The most common people are American politicians. Products are dominated by tech products. Events are dominated by Sports events. China stands out as the most commonly mentioned location.

Unvalidated model

All of this is based on zero shot classification and zero shot named entity recognition. We don’t have a validation set, so we don’t know how accurate the model is. For production use, this would need to be tested.

Discussion

The one-stop approach is diametrically opposed to Matthew Honnibal’s article “Against LLM Maximalism”.

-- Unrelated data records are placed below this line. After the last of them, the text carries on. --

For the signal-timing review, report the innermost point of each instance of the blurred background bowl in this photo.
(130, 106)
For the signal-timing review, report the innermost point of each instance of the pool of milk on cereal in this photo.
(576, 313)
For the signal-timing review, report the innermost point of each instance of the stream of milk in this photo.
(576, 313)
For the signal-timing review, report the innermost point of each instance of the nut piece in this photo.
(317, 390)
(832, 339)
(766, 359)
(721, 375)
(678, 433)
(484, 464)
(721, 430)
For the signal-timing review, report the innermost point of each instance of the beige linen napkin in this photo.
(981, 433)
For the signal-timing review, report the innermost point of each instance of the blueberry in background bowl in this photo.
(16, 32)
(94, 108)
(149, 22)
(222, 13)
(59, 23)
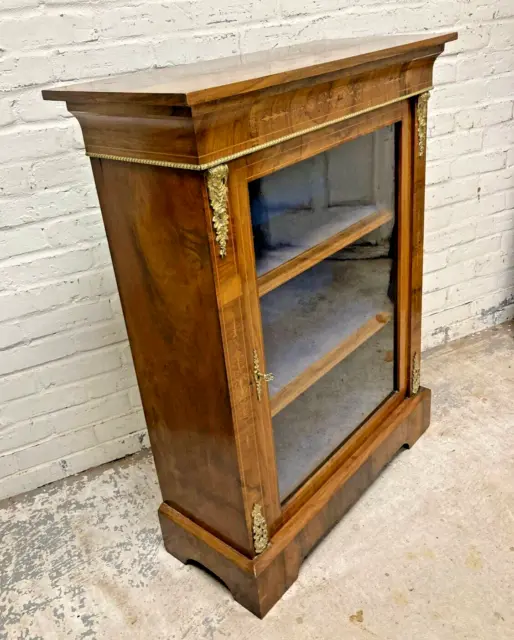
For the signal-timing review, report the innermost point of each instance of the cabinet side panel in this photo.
(159, 244)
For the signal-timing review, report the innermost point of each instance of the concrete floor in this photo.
(427, 553)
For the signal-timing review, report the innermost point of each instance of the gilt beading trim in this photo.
(264, 145)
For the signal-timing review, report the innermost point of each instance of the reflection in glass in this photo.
(329, 322)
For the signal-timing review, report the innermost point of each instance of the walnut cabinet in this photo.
(265, 219)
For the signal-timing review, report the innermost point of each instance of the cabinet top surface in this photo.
(225, 77)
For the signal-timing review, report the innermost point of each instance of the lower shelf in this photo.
(309, 429)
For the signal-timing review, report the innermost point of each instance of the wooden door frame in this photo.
(265, 162)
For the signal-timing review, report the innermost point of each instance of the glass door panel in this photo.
(325, 246)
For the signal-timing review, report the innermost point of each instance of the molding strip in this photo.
(259, 147)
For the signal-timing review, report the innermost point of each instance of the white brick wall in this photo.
(68, 399)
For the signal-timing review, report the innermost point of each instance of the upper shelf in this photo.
(201, 82)
(300, 241)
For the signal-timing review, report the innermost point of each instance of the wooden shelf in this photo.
(305, 238)
(310, 429)
(315, 320)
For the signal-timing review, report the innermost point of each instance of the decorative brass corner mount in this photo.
(421, 116)
(415, 374)
(218, 197)
(258, 375)
(259, 529)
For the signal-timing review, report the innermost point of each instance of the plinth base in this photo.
(258, 583)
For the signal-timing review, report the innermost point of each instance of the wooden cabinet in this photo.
(265, 221)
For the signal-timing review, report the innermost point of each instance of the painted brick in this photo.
(52, 266)
(68, 393)
(6, 112)
(484, 115)
(45, 204)
(22, 240)
(478, 163)
(36, 142)
(499, 136)
(454, 145)
(26, 70)
(45, 30)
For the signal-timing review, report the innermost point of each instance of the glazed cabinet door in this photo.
(327, 242)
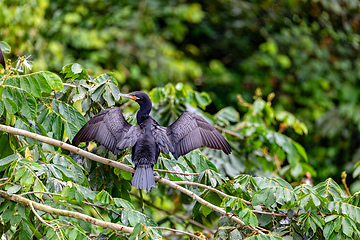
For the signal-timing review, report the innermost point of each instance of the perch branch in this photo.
(42, 220)
(179, 232)
(124, 167)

They [LLMs] are extremely useful, but if you want to deliver reliable software you can improve over time, you can’t just write a prompt and call it a day

The alternate pipeline with a modular approach of specialized models could look like this:

graph LR
    A([Text]) --> B[Tokenization]
    B --> C[Sentence splitting]
    C --> D[Topic classification]
    D --> E[Sentiment classification]
    E --> F[NER]

The tokenization and sentence splitting don’t require trainable models.

Explosion AI’s spaCy package is excellent for constructing such pipelines. With the extension spacy-llm, it can also feature LLMs in the pipeline and Prodigy integrates them into the annotation workflow.

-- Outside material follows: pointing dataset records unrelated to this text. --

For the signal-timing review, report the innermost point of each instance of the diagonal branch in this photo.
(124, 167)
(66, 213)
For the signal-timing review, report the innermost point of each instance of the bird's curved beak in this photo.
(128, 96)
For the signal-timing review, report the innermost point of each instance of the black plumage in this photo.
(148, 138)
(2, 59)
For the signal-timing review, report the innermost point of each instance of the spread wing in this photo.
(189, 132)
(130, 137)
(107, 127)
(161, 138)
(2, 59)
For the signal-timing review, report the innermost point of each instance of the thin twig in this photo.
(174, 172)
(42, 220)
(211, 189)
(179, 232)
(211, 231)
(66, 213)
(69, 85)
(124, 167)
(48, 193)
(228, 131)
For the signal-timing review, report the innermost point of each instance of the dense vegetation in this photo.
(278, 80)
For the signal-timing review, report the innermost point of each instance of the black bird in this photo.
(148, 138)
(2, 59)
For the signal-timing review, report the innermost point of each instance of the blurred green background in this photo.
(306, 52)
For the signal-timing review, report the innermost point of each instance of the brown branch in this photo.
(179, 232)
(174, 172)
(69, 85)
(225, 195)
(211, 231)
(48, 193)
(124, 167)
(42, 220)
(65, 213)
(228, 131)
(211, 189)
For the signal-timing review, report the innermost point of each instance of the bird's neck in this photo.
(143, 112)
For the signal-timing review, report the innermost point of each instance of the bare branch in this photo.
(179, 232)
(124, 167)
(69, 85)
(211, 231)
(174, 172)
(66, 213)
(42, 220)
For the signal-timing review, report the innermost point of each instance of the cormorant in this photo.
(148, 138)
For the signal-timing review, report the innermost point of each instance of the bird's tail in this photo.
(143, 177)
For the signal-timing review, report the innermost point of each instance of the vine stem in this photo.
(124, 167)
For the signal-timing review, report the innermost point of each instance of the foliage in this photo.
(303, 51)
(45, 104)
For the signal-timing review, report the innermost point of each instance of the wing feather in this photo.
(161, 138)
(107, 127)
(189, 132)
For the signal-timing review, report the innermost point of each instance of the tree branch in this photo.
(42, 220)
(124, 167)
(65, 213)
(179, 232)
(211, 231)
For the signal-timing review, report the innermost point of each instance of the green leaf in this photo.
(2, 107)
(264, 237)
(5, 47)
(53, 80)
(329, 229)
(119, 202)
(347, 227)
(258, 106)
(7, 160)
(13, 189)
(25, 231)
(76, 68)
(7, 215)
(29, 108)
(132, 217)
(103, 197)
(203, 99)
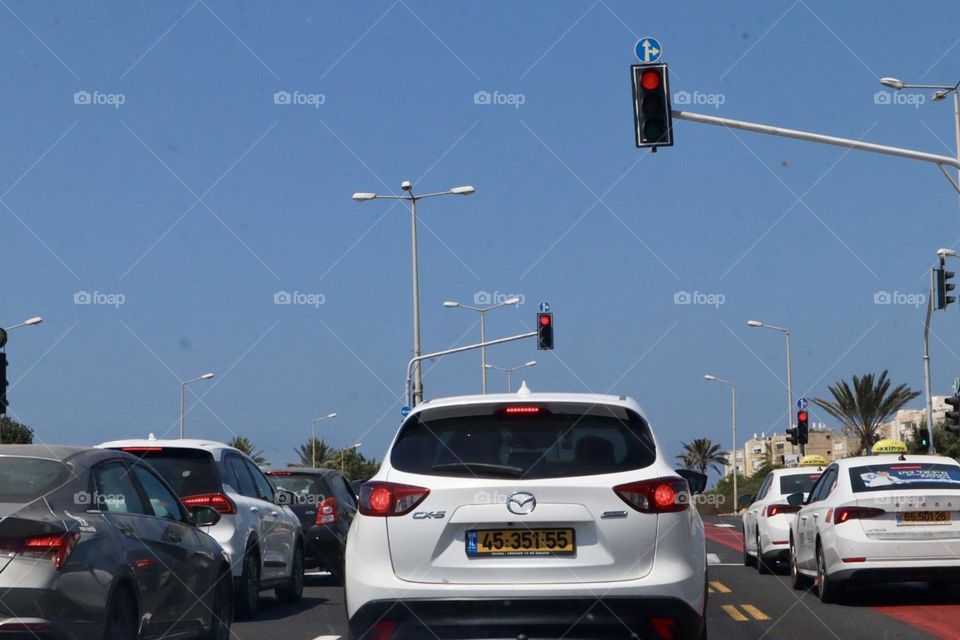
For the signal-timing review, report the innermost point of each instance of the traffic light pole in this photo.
(410, 394)
(859, 145)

Advantages of multi-task prompts compared to pipelines

Simplicity: No training required and only one model to deploy or call by API. That means less code, infrastructure, and documentation to maintain. It also requires less knowledge about various model architectures. The is article showed that it’s possible to build a multi-task prompt pipeline with just a few lines of code. Note that spaCy also allows training a regular model to perform multiple tasks.
Easy upgrading: If the LLM gets better, all tasks benefit from it. No need to retrain specialized models. When OpenAI releases GPT-5, one could switch to it with a single line of code.
Easy extension: If we want to add a new label, we just add it to the schema and we’re done. Same with adding a new task, e.g. summarization.
Cheaper than chained LLM calls: If we were to call an LLM separately for each step, we’d have to send over the text multiple times. That’s more expensive than sending it once and getting all the analysis in one go. But it may still be more expensive than a chain of specialized models.

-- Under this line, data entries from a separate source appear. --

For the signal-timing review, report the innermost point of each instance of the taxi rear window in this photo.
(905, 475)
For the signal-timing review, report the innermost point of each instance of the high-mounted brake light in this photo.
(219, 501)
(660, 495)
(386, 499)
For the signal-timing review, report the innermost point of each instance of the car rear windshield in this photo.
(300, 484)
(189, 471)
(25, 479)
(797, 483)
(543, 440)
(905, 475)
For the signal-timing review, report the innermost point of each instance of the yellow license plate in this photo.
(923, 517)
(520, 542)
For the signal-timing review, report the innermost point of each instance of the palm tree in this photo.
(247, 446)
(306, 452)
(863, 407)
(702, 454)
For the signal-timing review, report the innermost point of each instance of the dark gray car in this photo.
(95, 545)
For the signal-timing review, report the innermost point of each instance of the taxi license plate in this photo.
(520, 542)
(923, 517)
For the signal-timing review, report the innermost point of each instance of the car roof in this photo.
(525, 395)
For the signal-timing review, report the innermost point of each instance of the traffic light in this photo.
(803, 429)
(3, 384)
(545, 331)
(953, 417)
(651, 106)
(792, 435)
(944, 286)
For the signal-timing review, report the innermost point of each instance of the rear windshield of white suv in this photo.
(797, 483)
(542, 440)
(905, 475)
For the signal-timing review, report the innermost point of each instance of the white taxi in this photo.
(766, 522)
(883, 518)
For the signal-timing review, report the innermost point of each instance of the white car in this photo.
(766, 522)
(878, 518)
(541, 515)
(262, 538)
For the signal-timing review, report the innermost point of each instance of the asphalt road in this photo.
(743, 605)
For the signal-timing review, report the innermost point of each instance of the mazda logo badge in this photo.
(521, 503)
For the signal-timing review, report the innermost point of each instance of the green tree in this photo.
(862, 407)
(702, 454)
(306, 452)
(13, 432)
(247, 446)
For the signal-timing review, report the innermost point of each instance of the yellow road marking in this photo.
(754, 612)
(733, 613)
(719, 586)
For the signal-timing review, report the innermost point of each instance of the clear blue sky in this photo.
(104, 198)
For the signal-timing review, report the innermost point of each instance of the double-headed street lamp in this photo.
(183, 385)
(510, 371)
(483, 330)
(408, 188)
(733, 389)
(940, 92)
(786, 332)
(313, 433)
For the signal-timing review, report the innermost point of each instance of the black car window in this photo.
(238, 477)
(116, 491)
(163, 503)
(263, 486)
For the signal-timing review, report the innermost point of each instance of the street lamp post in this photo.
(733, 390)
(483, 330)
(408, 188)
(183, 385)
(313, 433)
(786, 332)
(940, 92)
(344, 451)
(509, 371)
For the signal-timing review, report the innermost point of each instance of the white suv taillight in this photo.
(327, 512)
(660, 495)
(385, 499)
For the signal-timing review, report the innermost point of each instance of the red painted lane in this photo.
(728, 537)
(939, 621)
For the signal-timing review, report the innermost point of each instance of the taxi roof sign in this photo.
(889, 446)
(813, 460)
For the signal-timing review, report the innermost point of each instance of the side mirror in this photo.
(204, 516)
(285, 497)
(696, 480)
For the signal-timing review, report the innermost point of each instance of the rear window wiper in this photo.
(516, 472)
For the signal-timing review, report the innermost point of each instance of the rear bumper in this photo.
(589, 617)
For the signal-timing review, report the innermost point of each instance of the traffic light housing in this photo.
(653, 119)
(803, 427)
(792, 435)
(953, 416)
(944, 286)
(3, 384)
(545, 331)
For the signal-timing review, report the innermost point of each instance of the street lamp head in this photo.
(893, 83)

Disadvantages of multi-task prompts compared to pipelines

Tempts to skip validation: Wouldn’t it be nice to just trust that the LLM gets it right? Unfortunately, we can’t. LLMs still suffer from hallucinations, biases, and other problems.
Lack of modularity: Can’t reuse one task in another pipeline and can’t use specialized models that others have trained.
New error types: JSON parsing errors, use of labels that are not in the schema.
Monolithic model: If you wish to fine-tune the LLM, it must be trained on all tasks at once. Training data must be available for all tasks. If you want to add a new task, you have to retrain the whole model.
High inference cost: Compared to efficient models like DistilBERT that comfortably run on a single GPU from a few years ago, LLMs are very expensive to run, requiring a cluster of the latest GPUs.
High latency: LLMs have to do a lot more matrix multiplication than smaller models. That means they take longer to respond, which is a problem for interactive applications.

To conclude, I see unvalidated multi-task prompts as a tool for low-stakes exploratory work. If proper validation is added they can be viable in batch processing scenarios where simplicity is valued over modularity and computational efficiency.